Rachel Joyce’s novel The Unlikely Pilgrimage of Harold Fry is about the discovery of community in unlikely places. Photograph: Karen Robinson/The Observer

Q: Can you recommend any good utopian novels for these dystopian times?
Rene Hofmann, 54, Switzerland

Author and Observer book critic Hannah Beckerman writes:

I hear you, Rene. If ever there were a time we needed literature to remind us that humanity can be replete with goodness, this is it.

The obvious place to start would be to return to the classics: Plato’s Republic or Thomas More’s Utopia. But I’d suggest it would be more helpful to take a look at some contemporary novels that remind us, in these often bleak political times, that there is still kindness, compassion and optimism in the world.

Perhaps unsurprisingly, there has been a trend in recent years for novels that celebrate the best of humanity. Rachel Joyce’s 2012 novel, The Unlikely Pilgrimage of Harold Fry, tells the story of one man’s journey and the community he creates along the way.

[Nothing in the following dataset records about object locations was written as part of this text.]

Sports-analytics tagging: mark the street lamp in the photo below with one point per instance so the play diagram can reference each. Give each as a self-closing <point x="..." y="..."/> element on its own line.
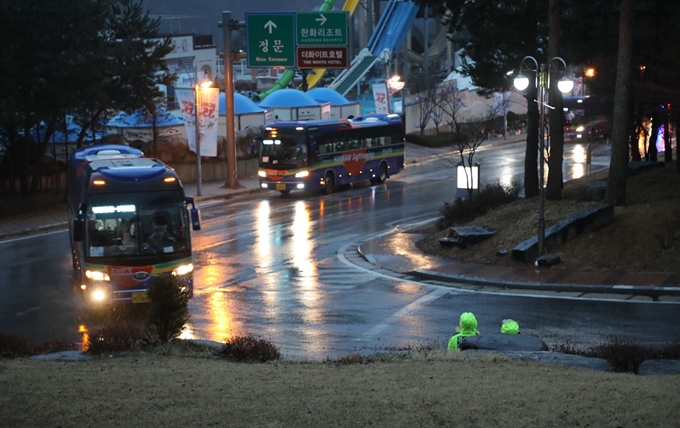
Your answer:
<point x="542" y="82"/>
<point x="197" y="103"/>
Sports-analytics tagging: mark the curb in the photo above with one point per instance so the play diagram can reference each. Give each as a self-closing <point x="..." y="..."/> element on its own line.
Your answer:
<point x="649" y="291"/>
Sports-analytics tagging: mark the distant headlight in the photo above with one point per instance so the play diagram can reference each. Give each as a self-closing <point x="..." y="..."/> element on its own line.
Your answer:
<point x="99" y="295"/>
<point x="183" y="270"/>
<point x="97" y="276"/>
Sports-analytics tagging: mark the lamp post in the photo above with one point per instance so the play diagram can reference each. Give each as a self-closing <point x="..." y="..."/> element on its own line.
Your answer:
<point x="542" y="82"/>
<point x="197" y="103"/>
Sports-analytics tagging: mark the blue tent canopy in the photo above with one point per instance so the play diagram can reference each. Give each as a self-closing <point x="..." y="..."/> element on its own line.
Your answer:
<point x="328" y="95"/>
<point x="289" y="98"/>
<point x="142" y="119"/>
<point x="242" y="105"/>
<point x="69" y="134"/>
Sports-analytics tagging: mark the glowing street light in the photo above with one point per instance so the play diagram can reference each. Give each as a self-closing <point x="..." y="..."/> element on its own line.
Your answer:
<point x="542" y="82"/>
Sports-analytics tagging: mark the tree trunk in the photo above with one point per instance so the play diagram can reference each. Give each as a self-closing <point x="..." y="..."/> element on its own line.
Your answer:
<point x="531" y="154"/>
<point x="556" y="115"/>
<point x="618" y="164"/>
<point x="668" y="150"/>
<point x="653" y="154"/>
<point x="555" y="178"/>
<point x="635" y="134"/>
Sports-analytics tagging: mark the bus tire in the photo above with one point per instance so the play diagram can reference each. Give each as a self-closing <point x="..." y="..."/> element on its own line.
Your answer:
<point x="329" y="183"/>
<point x="382" y="174"/>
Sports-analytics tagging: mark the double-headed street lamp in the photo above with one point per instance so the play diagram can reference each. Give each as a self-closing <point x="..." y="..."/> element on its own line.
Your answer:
<point x="542" y="82"/>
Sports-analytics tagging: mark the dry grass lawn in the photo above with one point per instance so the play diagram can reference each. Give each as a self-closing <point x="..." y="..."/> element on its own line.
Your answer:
<point x="436" y="390"/>
<point x="644" y="236"/>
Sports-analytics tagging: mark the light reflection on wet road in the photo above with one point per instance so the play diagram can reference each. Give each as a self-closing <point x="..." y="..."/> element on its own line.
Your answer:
<point x="269" y="266"/>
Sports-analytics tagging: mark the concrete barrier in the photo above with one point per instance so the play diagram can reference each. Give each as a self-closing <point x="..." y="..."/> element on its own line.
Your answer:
<point x="567" y="229"/>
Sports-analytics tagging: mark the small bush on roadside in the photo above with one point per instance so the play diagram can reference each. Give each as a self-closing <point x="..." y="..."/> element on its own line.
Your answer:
<point x="462" y="210"/>
<point x="250" y="348"/>
<point x="624" y="356"/>
<point x="115" y="337"/>
<point x="352" y="359"/>
<point x="168" y="311"/>
<point x="15" y="346"/>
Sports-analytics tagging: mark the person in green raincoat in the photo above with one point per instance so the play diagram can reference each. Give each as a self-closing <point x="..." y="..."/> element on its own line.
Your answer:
<point x="510" y="327"/>
<point x="467" y="327"/>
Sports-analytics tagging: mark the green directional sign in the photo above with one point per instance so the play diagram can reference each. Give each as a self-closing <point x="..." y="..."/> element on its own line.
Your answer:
<point x="270" y="39"/>
<point x="321" y="28"/>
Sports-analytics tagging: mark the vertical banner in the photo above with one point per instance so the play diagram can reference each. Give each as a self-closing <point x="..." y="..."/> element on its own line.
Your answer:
<point x="208" y="100"/>
<point x="381" y="98"/>
<point x="186" y="106"/>
<point x="207" y="117"/>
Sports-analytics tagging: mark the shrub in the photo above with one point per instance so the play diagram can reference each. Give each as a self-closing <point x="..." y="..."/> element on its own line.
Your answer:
<point x="250" y="348"/>
<point x="168" y="311"/>
<point x="115" y="337"/>
<point x="624" y="356"/>
<point x="462" y="210"/>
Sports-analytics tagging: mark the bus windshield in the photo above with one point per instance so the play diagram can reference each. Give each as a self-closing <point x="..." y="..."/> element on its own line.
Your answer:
<point x="284" y="150"/>
<point x="131" y="224"/>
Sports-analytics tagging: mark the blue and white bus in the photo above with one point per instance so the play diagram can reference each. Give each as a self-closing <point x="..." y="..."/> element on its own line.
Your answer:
<point x="324" y="154"/>
<point x="129" y="222"/>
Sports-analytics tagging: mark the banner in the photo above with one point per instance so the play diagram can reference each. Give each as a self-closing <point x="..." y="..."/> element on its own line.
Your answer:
<point x="208" y="99"/>
<point x="381" y="98"/>
<point x="208" y="102"/>
<point x="185" y="98"/>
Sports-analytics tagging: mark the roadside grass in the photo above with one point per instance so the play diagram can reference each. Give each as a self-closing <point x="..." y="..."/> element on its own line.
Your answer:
<point x="123" y="338"/>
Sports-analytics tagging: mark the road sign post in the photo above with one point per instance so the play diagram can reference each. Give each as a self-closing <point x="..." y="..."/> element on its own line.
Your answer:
<point x="270" y="39"/>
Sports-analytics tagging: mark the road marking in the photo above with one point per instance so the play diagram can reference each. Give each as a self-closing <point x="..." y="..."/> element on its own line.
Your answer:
<point x="411" y="307"/>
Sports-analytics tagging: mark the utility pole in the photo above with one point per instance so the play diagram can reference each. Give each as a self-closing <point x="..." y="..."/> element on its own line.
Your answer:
<point x="227" y="26"/>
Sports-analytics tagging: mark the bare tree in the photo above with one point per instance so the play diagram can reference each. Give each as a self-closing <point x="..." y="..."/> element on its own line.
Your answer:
<point x="472" y="132"/>
<point x="616" y="181"/>
<point x="449" y="104"/>
<point x="426" y="105"/>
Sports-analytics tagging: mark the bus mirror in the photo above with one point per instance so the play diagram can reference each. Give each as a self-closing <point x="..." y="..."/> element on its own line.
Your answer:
<point x="254" y="143"/>
<point x="78" y="228"/>
<point x="195" y="218"/>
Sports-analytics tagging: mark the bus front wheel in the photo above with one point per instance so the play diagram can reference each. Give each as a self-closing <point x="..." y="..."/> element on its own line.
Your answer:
<point x="329" y="183"/>
<point x="382" y="174"/>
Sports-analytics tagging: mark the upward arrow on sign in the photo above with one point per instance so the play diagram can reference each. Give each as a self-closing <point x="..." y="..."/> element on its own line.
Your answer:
<point x="270" y="26"/>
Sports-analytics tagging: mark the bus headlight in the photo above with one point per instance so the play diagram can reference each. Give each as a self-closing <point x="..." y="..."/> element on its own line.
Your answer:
<point x="96" y="275"/>
<point x="99" y="295"/>
<point x="183" y="270"/>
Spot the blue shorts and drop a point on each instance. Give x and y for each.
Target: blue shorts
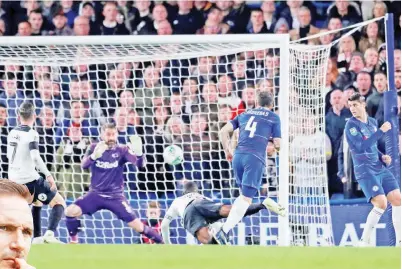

It’s a beautifully written, feelgood book, which was longlisted for the Booker prize and became an international bestseller.

In a similar vein, take a look at The Trouble With Goats and Sheep, written by Joanna Cannon, a former psychiatrist with a keen eye for the nuances of human relationships, and Gail Honeyman’s smash hit Eleanor Oliphant Is Completely Fine, both novels dealing with the kindness of relative strangers, and the discovery of community in unexpected places.

Children’s books are always a good reminder that there is much to be hopeful about: a quick reread of Roald Dahl’s James and the Giant Peach, The BFG or Matilda will soon cure even the most despairing reader of any lingering pessimism.

And if you feel the need to travel out of this world altogether (and who, quite frankly, could blame you), you could try Iain M Banks’s Culture series: not everyone in Banks’s interstellar world lives a utopian life, but enough characters do to leave you with a sense of hope that it might just be possible in our world too.